Didcot, England--A new process for using laser tweezers developed at the Science and Technology Facilities Council's (STFC's) Rutherford Appleton Laboratory will help streamline protein microcrystal selection for biosciences research. Protein microcrystals enable researchers to analyze the structure of molecules and how they behave, for example in disease. The results are published in Acta Crystallographica D this week.
The technique allows researchers to select and place the crystals on customized sample holders for crystallographic analysis on one of the structural-biology x-ray beamlines at Diamond Light Source, the UK’s national synchrotron science facility.
Microfiber net holds crystals
The laser-tweezing technique is the result of a collaboration between Diamond Light Source and STFC's Central Laser Facility (CLF) and Technology departments. In this area of research, crystals of proteins rather than single molecules must be used, but for many proteins, the crystals can be so small (less than 10 μm) that they are difficult to handle and mount onto standard sample holders. In the new approach, a microfiber web forms a net for the crystals to be mounted on. Laser tweezers are then used to grab the crystals and move them onto the sample holders.
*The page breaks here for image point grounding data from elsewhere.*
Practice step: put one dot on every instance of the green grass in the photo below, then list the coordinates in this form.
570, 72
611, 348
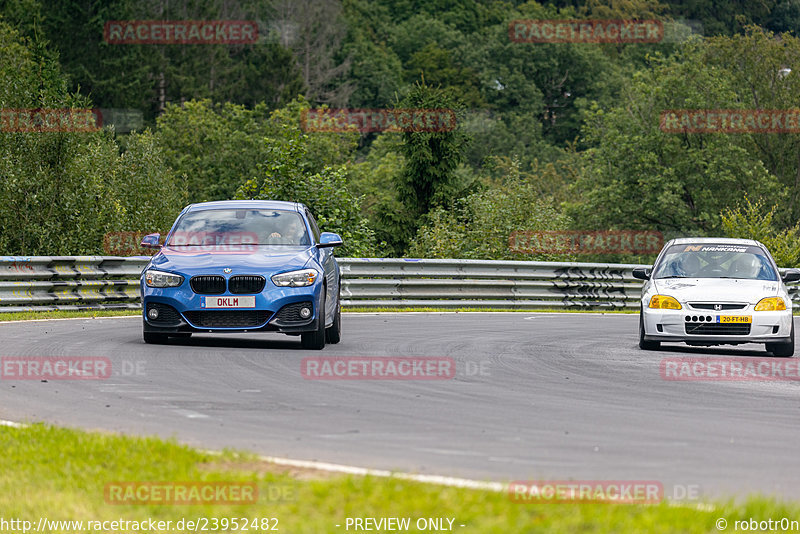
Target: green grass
61, 473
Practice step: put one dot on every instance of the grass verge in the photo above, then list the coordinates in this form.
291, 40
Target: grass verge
60, 474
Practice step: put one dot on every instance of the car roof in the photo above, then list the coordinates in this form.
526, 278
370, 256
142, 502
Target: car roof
247, 204
717, 240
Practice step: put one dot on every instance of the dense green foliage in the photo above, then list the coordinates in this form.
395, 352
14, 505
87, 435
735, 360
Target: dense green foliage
61, 191
549, 136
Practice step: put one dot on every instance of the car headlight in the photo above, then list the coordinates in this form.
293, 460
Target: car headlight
155, 278
771, 304
664, 302
304, 277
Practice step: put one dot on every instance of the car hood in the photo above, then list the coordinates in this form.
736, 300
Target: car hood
717, 289
257, 259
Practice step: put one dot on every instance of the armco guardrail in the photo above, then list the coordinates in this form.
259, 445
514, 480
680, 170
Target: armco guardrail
96, 282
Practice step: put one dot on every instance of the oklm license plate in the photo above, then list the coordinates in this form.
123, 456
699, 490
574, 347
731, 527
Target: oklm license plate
734, 319
229, 302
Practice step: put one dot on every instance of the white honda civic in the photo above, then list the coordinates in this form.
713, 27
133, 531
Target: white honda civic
716, 291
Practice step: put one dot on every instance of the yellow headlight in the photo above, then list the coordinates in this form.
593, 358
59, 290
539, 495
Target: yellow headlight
771, 304
664, 302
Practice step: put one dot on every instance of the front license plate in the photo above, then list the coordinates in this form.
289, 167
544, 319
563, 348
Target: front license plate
229, 302
734, 319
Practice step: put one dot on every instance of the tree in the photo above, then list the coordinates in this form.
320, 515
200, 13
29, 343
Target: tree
479, 226
314, 30
431, 158
751, 220
62, 190
290, 169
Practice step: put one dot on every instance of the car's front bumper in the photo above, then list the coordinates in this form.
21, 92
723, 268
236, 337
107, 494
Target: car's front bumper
671, 325
268, 315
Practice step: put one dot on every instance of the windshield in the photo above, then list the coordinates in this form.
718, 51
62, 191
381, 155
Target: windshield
240, 226
715, 261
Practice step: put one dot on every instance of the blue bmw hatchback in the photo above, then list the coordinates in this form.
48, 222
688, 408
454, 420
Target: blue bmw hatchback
243, 266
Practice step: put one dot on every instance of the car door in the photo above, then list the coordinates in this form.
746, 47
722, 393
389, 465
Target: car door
331, 268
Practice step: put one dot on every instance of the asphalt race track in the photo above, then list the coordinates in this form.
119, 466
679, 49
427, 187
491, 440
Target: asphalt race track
535, 396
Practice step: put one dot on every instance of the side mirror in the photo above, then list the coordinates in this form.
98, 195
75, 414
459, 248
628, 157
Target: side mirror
642, 273
150, 241
329, 239
791, 275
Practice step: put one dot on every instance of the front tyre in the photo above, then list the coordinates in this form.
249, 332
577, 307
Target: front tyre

Armin Wagner, project lead at Diamond Light Source, explains why this technique is so important. “Previously we have, in essence, wasted two to three days on the beamline just looking for our best crystals," he says. "Now, using the laser-tweezers system, we can visually identify and select specific crystals and transfer them to well-defined positions on a sample mount rather than relying on a purely random process.”